Four human rights organisations have urged the Human Rights Council to urgently address the deterioration of the human rights situation in Tunisia.
Development Diaries reports that the four human rights organisations – International Commission of Jurists (ICJ), International Service for Human Rights (ISHR), Amnesty International and Human Rights Watch (HRW) – said this on Tuesday ahead of the 53rd council’s session.
The organisations, in a letter, warned against the rapidly worsening situation in Tunisia, urging states to seize the opportunity of the Human Rights Council’s session to address it.

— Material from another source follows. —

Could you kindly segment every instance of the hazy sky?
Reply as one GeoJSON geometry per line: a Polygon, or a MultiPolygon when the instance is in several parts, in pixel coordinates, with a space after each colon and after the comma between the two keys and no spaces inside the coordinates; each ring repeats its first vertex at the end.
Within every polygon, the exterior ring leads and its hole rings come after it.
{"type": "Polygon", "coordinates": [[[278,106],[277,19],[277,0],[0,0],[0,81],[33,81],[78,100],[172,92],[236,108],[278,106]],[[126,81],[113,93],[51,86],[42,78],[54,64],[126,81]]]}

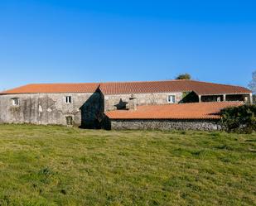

They further called on the council and member states to press the Tunisian authorities to comply with their obligations under international human rights law, particularly those guaranteeing the rights to a fair trial, freedom of expression, freedom of peaceful assembly and association, and non-discrimination.
‘The Human Rights Council should urge Tunisia to end the ongoing crackdown on peaceful dissent and freedom of expression, and drop charges against, and release, all individuals being detained and prosecuted solely on the basis of their peaceful political activities and the exercise of their human rights’, the letter read.
‘The Council should also call on Tunisia to conduct a prompt, thorough, independent, impartial and transparent investigation into a wave of anti-Black violence – including assaults and summary evictions – against black African foreign nationals, including migrants, asylum seekers and refugees, and bring to justice anyone reasonably suspected to be responsible, and provide victims with access to justice and effective remedies’.
Tunisia’s human rights record has been worrying since President Kais Saied took charge of the country in July 2021.
In September 2021, the president issued Presidential Decree 2021-117, granting him sweeping powers to issue new laws by decree without review or oversight by any other authority.
The decree allows him to use decree laws to regulate nearly every aspect of public life, including political parties, the courts, trade unions, civil society, the media and human rights.
Tunisia has witnessed a significant rollback on human rights over the past two years, as judicial independence guarantees have been dismantled and individual judges and prosecutors have been subjected to arbitrary dismissal.
The country has also witnessed politicised criminal prosecutions and increased interference by the executive.
Freedom House ranked Tunisia as ‘partly free’ in its 2023 Freedom in the World report on political rights and civil liberties, with the Maghreb nation earning 64 points out of a possible 100.
Development Diaries calls on President Saied to adhere to the international human rights laws to which Tunisia is a signatory and end incidences of rights abuse in the country.